I had to watch European television uploads on YouTube the next morning.
Meanwhile, American boxing fans missed an interesting fight by a man who has unquestionably compiled one of the greatest records in the history of the heavyweight division. The older Klitschko brother improved his career record to 44(40)-2(2). He has one of the division's highest all-time knockout ratios and his only two losses were due to injuries.
Chisora, who fell to 15(9)-3, was an inexperienced but game challenger. He has heavy-hands and was looking to unload against a 40-year-old champion fighting at less than 100 percent of his capacity.
Less than his best or not, Klitschko was still far too good for his challenger, yet again.
Both pre and post fight Dereck Chisora seemed to be doing his level best to channel the troubled spirit of Mike Tyson. He slapped Vitali Klitschko at the weigh-in and spit in brother Wladi's face just prior to the fight.
At the presser after the fight, he engaged in an exchange of insults with fellow-British heavyweight David Haye, then got up from the podium, walked across the room and instigated a brawl, eventually threatening to shoot Haye.
In other news, Chisora fought a spirited fight against the Ukrainian champ. He certainly made a lot more honest effort to back up his pre-fight smack talk that his floptacular countryman Haye did during his shot at younger Klitschko brother Wladamir.
In the wake of Chisora's big weekend a lot of people are saying he ought to be banned for life.
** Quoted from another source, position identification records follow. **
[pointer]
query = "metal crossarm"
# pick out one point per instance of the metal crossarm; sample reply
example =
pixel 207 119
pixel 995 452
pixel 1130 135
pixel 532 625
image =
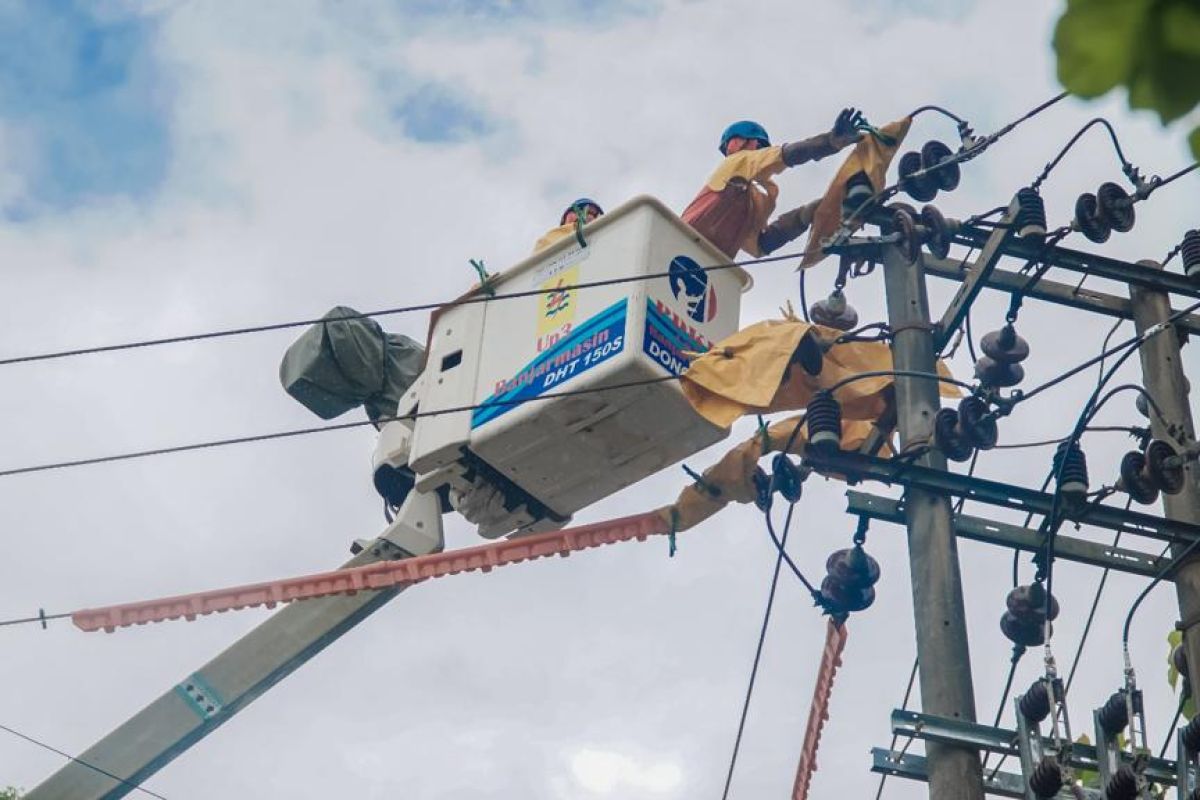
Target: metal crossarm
pixel 1015 536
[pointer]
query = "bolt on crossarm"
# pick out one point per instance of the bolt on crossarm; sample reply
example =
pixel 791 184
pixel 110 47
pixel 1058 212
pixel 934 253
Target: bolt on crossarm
pixel 1163 378
pixel 946 684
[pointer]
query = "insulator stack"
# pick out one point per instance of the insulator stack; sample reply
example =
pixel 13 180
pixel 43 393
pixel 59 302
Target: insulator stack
pixel 928 228
pixel 1031 215
pixel 1114 715
pixel 762 489
pixel 1192 735
pixel 834 312
pixel 1047 779
pixel 942 173
pixel 1035 703
pixel 789 480
pixel 1001 364
pixel 1025 619
pixel 1115 208
pixel 1145 474
pixel 1087 218
pixel 1191 252
pixel 1123 785
pixel 823 421
pixel 1071 469
pixel 850 582
pixel 959 433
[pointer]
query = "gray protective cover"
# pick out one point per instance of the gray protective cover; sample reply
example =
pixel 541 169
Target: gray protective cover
pixel 347 360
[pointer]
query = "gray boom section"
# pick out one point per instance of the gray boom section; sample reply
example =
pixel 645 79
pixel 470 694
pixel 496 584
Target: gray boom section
pixel 209 697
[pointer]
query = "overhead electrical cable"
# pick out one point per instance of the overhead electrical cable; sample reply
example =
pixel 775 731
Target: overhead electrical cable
pixel 383 312
pixel 81 762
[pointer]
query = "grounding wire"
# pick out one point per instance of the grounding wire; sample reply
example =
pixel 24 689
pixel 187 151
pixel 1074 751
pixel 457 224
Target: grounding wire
pixel 757 653
pixel 384 312
pixel 83 763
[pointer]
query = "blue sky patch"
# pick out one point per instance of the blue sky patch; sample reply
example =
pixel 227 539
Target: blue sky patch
pixel 85 106
pixel 435 113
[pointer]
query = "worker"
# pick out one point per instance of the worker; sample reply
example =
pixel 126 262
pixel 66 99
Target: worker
pixel 733 206
pixel 585 205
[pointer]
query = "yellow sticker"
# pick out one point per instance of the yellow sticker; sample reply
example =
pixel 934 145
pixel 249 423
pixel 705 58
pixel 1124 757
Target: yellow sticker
pixel 557 306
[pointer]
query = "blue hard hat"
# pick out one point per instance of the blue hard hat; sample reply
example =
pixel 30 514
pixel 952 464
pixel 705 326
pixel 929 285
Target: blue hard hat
pixel 747 130
pixel 583 202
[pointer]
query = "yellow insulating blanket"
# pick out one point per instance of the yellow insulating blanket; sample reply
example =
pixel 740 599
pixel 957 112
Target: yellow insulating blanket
pixel 869 156
pixel 732 476
pixel 751 372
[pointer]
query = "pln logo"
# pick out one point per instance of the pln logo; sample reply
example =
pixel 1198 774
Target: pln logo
pixel 690 287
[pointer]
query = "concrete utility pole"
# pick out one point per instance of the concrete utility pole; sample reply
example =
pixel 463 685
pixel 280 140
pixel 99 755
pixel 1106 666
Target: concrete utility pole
pixel 946 687
pixel 1163 378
A lot more people are saying "Oh man, I'd like to see him fight David Haye."
I'm firmly in the second camp. Maybe it's because I was stationed in Germany with the army and participated in completely irresponsible and unacceptable brawls there myself, but I'm more than willing to give Chisora and Haye passes on their little presser tilt.
Let the two spirited lads settle their problems in the ring.
The one constant in an otherwise wild weekend was Vitali Klitschko's performance in the ring. As usual, the Ukrainian giant employed his superior reach and excellent movement to control the range of the fight and land punches with both hands.
Chisora fought more or less the correct fight against Klitschko. He used good head movement and level changes to continually press forward, frequently getting in range to score himself.
He was also fighting a one-handed fighter. Klitschko had a torn ligament in his left arm that made it difficult for him to use his left hook and jab with its normally brutal effectiveness.
Still, as is the norm for a Klitschko fight, it was never really close.
I'm not sure this actually qualifies as "something we learned." I think this was the general consensus before the fight, as well.
Vitali Klitschko, along with younger brother Waldimir, has dominated the heavyweight division for the better part of the past decade. He has barely lost a round in years.
At this point, he and his brother have so thoroughly cleaned out the available pool of contenders that he's reduced to fighting exciting prospects like Chisora, who still doesn't have 20 professional fights.
You would think that after the kind of aggressive performance Chisora put on against Klitschko, David Haye would not be anxious to insert himself immediately into the conversation. Does he really want the boxing fans of the world to instantly compare his own flop of a performance with Chisora's more inspired effort? He's never going to win that comparison.
But give Haye credit for being able to get attention on himself and the heavyweight division. The Klitschkos may struggle to get their fights on American television, but something tells me a future showdown between Chisora and Haye will have no such roadblocks.